In Don Siegel's The Gun Runners, based on Ernest Hemingway's To Have and Have Not, Murphy played the character John Garfield played in The Breaking Point (1950). The latter is considered the better film, Garfield could play most any role.

But Audie Murphy was, in real life, similar to the his role in The Gun Runners.

David In TN said...

TCM's Film Noir of the Week Saturday Night-Sunday Morning at Midnight and 10 a.m. ET is Jacques Tourneur's Out of the Past (1947) with Robert Mitchum, Jane Greer, Kirk Douglas, Rhonda Fleming, Steve Brodie, Virginia Huston, Paul Valentine.

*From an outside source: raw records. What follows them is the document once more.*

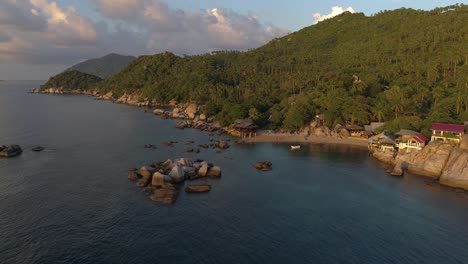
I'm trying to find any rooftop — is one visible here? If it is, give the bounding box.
[430,123,465,134]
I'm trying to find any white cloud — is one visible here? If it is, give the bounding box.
[0,0,289,70]
[313,6,355,24]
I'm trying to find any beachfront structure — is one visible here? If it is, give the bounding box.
[430,123,465,144]
[368,132,396,152]
[395,129,428,152]
[345,124,365,137]
[231,119,258,138]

Film Noir Guide: "A small town gas station owner (Mitchum) has a dark past, which he has kept from the woman he loves (Huston). But when a hood (Valentine) from his previous life accidentally stumbles into his establishment, the former P.I. decides to come clean with his girl."

"Years earlier, he tells her, he was hired by a gangster (Douglas) to find his moll (Greer), who shot him and ran off with forty grand of his dough. Mitchum caught up with her in Acapulco and fell madly in live with her, buying into her story that, yes, she shot the abusive Douglas but didn't steal his money."

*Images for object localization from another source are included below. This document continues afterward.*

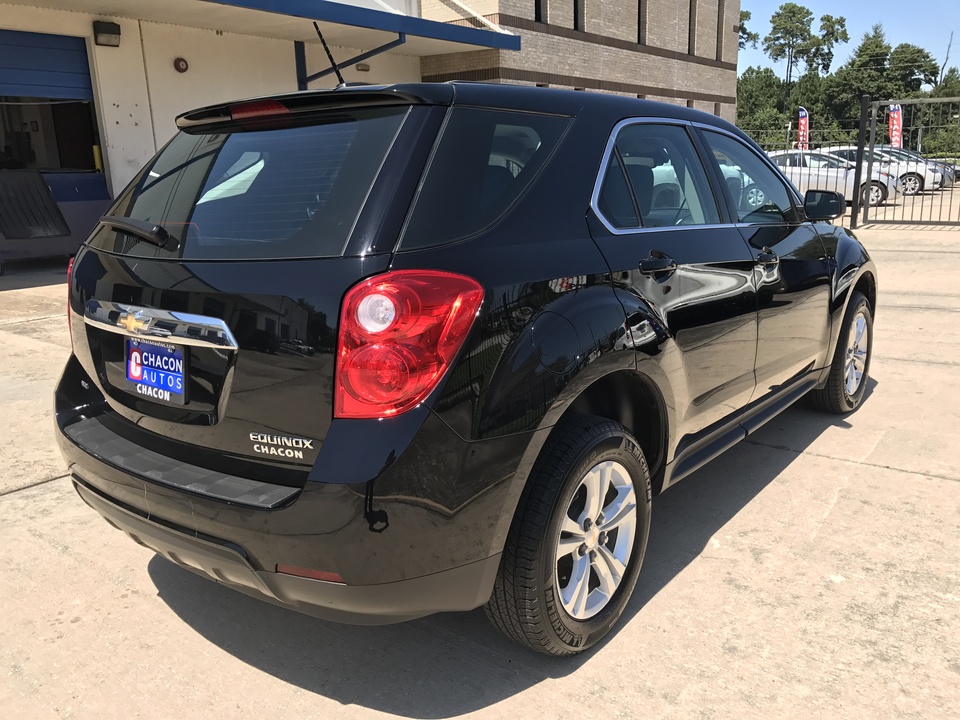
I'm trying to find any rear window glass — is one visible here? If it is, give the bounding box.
[88,106,408,260]
[400,108,570,250]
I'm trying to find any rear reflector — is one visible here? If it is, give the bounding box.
[229,100,289,121]
[276,564,345,584]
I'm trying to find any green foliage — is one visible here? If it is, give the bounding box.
[923,125,960,158]
[739,10,759,51]
[819,25,897,119]
[802,15,850,76]
[737,66,783,120]
[888,44,942,96]
[740,107,791,150]
[932,67,960,98]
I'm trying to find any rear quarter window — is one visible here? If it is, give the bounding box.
[400,108,570,250]
[88,106,409,260]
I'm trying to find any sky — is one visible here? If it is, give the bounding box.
[737,0,959,77]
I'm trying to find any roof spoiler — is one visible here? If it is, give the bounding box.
[175,85,454,130]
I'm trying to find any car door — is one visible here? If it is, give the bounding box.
[803,152,853,199]
[589,120,758,440]
[697,128,832,399]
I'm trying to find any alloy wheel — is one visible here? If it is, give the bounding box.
[901,174,921,195]
[845,310,869,396]
[555,460,638,620]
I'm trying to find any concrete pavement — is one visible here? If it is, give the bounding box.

"They ran off together, always keeping one step ahead of Douglas' new P.I. (Brodie), Mitchum's former partner. Eventually, Brodie caught up with them and everything hit the fan, with Greer ditching Mitchum and leaving him to face a murder rap. Thus, his new identity and life. Huston decides to stick by her man as he's about to meet with Douglas and Greer, who's back with the gangster."

"Mitchum is sensational as the classic noir protagonist, doomed because he has stumbled into the web of a lethal femme fatale, convincingly played by the beautiful Greer. Douglas is terrific as the vicious, but lovesick, gangster who will forgive Greer anything, including shooting him four times. Despite its convoluted plot, Out of the Past really delivers and is worthy of its reputation as THE quintessential film noir."

David In TN: Red Eddie Muller and Film Noir of the Week return after a month's hiatus.